A minute or two into his voyeuristic deception, Sebastian Keller was rewarded. Julia Raines stopped at the last mirror, and he watched her do something that he had thought about a thousand times since. Something that would make Julia Raines live in his mind for what he now knew to be the rest of his life.
He watched her speak to the mirror.
She seemed to be rehearsing what she was going to say when she returned to the table. She practiced her laugh, the brief, courteous laugh of the cognoscenti, the laugh that lets everyone at the table know that you’ve gotten the joke, or nailed down the reference. She flicked her hair over her shoulder, cocked her head at an angle, as if rapt, listening to a story. Then, quite dramatically, she had burst into laughter, covering her mouth in response to what quite possibly had been the funniest story she had ever heard.
Robert Benchley said
that
? Dorothy Parker wrote
that
?
He’d known at that moment that he would never forget her. Just as he knew that someone in that group had to have been head over heels in love with Julia Raines, as he had been himself, and that someone in that group, or near that group, had blamed the rest of them for what happened to her that night.

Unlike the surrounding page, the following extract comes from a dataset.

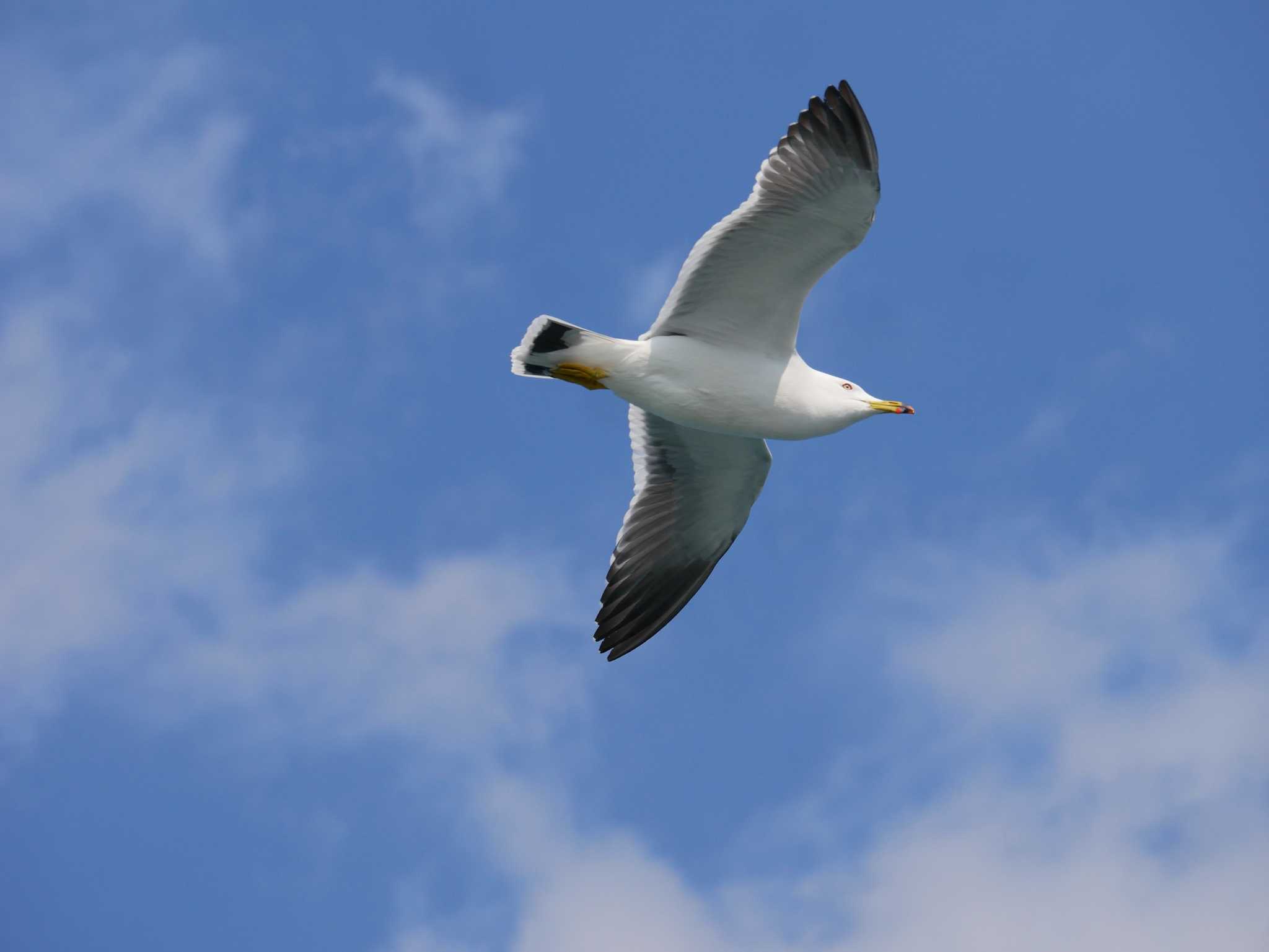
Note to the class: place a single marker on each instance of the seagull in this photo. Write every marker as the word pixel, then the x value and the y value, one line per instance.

Sebastian Keller picked up the phone on his desk, punched the number nine, waited, dialed the number, waited. When someone answered, he said: ‘May I have the homicide division, please?’
‘One moment.’
More than a few moments later (Sebastian Keller was getting very precise with his time, even the indiscernible depth and breadth of a few moments), the phone was picked up.
‘Homicide, Detective Paris.’
‘Detective Paris, my name is Sebastian Keller, I’m the head of the English Department at Case Western Reserve University.’

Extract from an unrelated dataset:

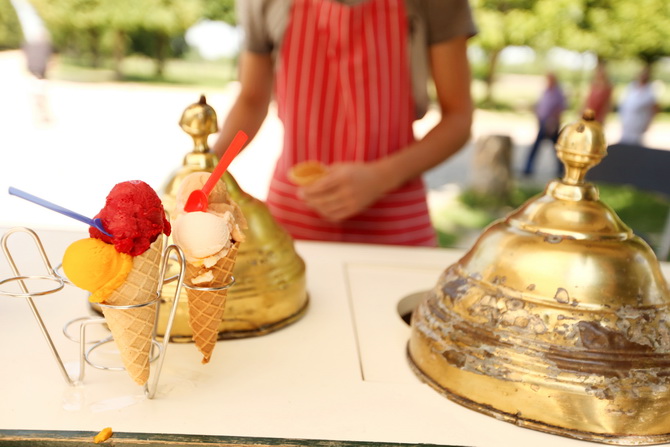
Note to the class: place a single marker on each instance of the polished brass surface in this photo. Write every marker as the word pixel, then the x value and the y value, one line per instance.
pixel 270 288
pixel 557 318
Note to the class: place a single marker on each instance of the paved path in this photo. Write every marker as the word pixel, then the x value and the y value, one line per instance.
pixel 103 133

‘What can I do for you, Mr Keller?’
A bright red rope of pain snuck under the pain medication for a moment, encircling his bowels, knotting tightly, causing him to grip the arms of his chairs. After a moment, it submerged to its tolerable intolerable level.

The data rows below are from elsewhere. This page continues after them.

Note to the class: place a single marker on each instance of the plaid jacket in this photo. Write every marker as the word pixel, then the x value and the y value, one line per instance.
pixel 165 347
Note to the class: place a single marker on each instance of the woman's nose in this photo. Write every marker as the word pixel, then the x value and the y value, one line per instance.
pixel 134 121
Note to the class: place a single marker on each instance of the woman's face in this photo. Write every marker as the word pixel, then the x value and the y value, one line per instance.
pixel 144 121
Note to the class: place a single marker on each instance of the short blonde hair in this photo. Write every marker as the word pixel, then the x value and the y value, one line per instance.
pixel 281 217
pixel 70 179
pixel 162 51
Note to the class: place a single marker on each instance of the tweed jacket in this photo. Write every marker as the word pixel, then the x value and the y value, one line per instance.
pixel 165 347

‘I have some information for you.’
36
On the way out of the back door, the phone rang. Amelia picked up the cordless and continued out onto the deck, the seven or eight million leaves that needed to be raked denying her the luxury of a chair and a cup of coffee for this conversation, whoever it was.
‘Hello?’
‘Mrs St John?’
‘Yes.’
‘Hi, it’s Eddie.’
Eddie? Amelia wondered. Who’s Eddie? ‘I’m sorry. Who is this?’
‘Eddie. Eddie Pankow. From Cybernauts.’
Cybernauts, Amelia thought. What the hell was a cyber— ‘Oh, right, right, the computer guys.’
‘Yes, exactly.’
‘Eddie and . . .’
‘Andy,’ she heard, spoken in a different voice. They were both on the line.
‘Well, how are you guys?’ Amelia asked, smiling. They were, in their way, kind of cute. The fact that they got flustered around her made her feel good. Like she was still in there pitching.
‘Good,’ Eddie said.
‘Both of us,’ Andy added. ‘We’re both, you know,
good
.’
‘That’s great,’ Amelia said, eyeing the leaves. Maddie was home from school, and even with what little help she might provide, it was good to have some assistance. She was anxious to get to it. ‘What can I do for you?’